Having spent more time than I would like over the last few weeks working on trailer loading issues with two horses, I have spent and incredible amount of time stepping up and down off of the trailer, which is just around knee high, I HIGHLY recommend it as a way of improving fitness and strengthening legs. Also try and practice 'mounting' on a gate or fence panel, it will help build the right muscles, and the right action.

It does seem a kind of draconian rule, I get the emergency dismount, that makes sense, but why do you have to be able to mount without a block I wonder?


----------



## Kayty (Sep 8, 2009)

Are you allowed to drop your stirrups down a few holes to get back on? 
Not sure which leathers you have, but in a Dressage saddle its super easy to just pop the leather down so you don't have to reach so far. 
I am short, with very short legs, and am able to get on most horses by putting the stirrups down to get on from the ground.


----------



## DancingArabian (Jul 15, 2011)

Leg stretches and stair climbing (2-3 steps at a time).
_Posted via Mobile Device_


----------



## Sweeney Road (Feb 12, 2012)

Interesting rules. I have an old pelvis injury which doesn't keep me from riding, but makes it virtually impossible to mount a tall horse without a mounting block (or at least something to get a bit of height on). Do they have a medical exemption? Does 'from the ground' mean you can use a rock or two, or position your horse so that you mount from the upside of a slope? I can almost mount my little arab from the ground bareback when it comes to that, but I've found that mounting anything over 16 hands is difficult, at best, due to my injury.


----------



## Corporal (Jul 29, 2010)

The BEST way to learn to mount a horse from the ground is to find and use and mount a fence, ya know, the ones with 2-3 wooden rails. I used to teach lessons and Every one of my students started with the fence bc it doesn't walk off or shift away from you. Most people start by pulling themselves up, and that is counterproductive.
Your trajectory when mounting a horse is (ironically) the right side of the horse's neck. Look there, while using the fence. Put your L hand forward, and place your L foot on the rail, bend your knee and snug your chest to your L knee. Put your R hand on the top rail, in and around where the "cantle" would be, then bounce 3x, then stand, feet together for 10-15 seconds---COUNT THE SECONDS while you're learning. Then, lift your leg over the top rail and gently lower yourself down--your horse will appreciate this, later.
Practice this until you are smooth as silk, then try it on your horse. =D


----------



## ARTEMISBLOSSOM (Apr 3, 2011)

Thanks everyone for your replies I will try the exercises suggested. We use western saddles so adjusting the length of them is a little more difficult than with an english type saddle. They lady whose property the cattle sorting, trail rides and other events are being held on is the person who is making these rules. She says she just wants to keep everyone who comes on her property safe and make sure they are fit and in control of their horse. She has a riding ring where the testing will be done. She would allow mounting from a slope or rock or something but she has a nice smooth sand riding ring. There may be a few 16hh+ horses in the group but most of us have stock horses around the 15hh mark.


----------



## Corporal (Jul 29, 2010)

ARTEMISBLOSSOM said:


> Our cow horse club has put in new rules this year that state that every rider must show that they can mount unassisted from the ground and do an emergency dismount before they can participate in the cattle sorting (and any other ) event.

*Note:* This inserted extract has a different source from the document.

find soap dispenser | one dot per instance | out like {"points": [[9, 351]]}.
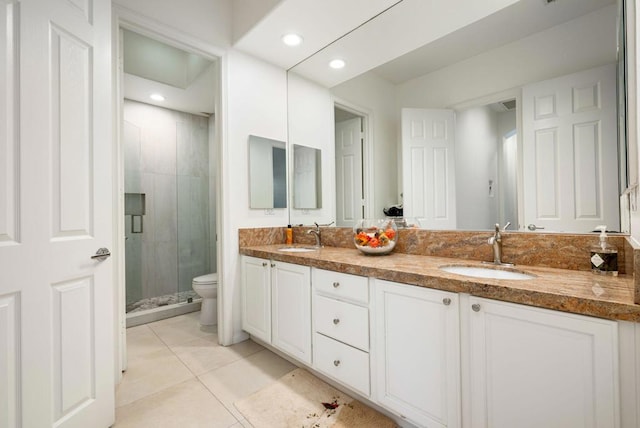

I HEARTILY approve of this! Btw, I can still, at 55yo, mount my 16'3hh KMH FROM THE GROUND. I lower the stirrup down, but not too far, otherwise I have to scramble into the saddle, like a little kid. =b


----------



## Critter sitter (Jun 2, 2012)

Golden Horse said:


> Having spent more time than I would like over the last few weeks working on trailer loading issues with two horses, I have spent and incredible amount of time stepping up and down off of the trailer, which is just around knee high, I HIGHLY recommend it as a way of improving fitness and strengthening legs. Also try and practice 'mounting' on a gate or fence panel, it will help build the right muscles, and the right action.
> 
> It does seem a kind of draconian rule, I get the emergency dismount, that makes sense, but why do you have to be able to mount without a block I wonder?


Amen Sister!! LOL
I here ya there!!!


----------



## Golden Horse (Feb 20, 2010)

Corporal said:


> I HEARTILY approve of this! Btw, I can still, at 55yo, mount my 16'3hh KMH FROM THE GROUND. I lower the stirrup down, but not too far, otherwise I have to scramble into the saddle, like a little kid. =b


Good for you, but a lot of us at that age are having knee issues and this rule would mean some people having to quit riding there.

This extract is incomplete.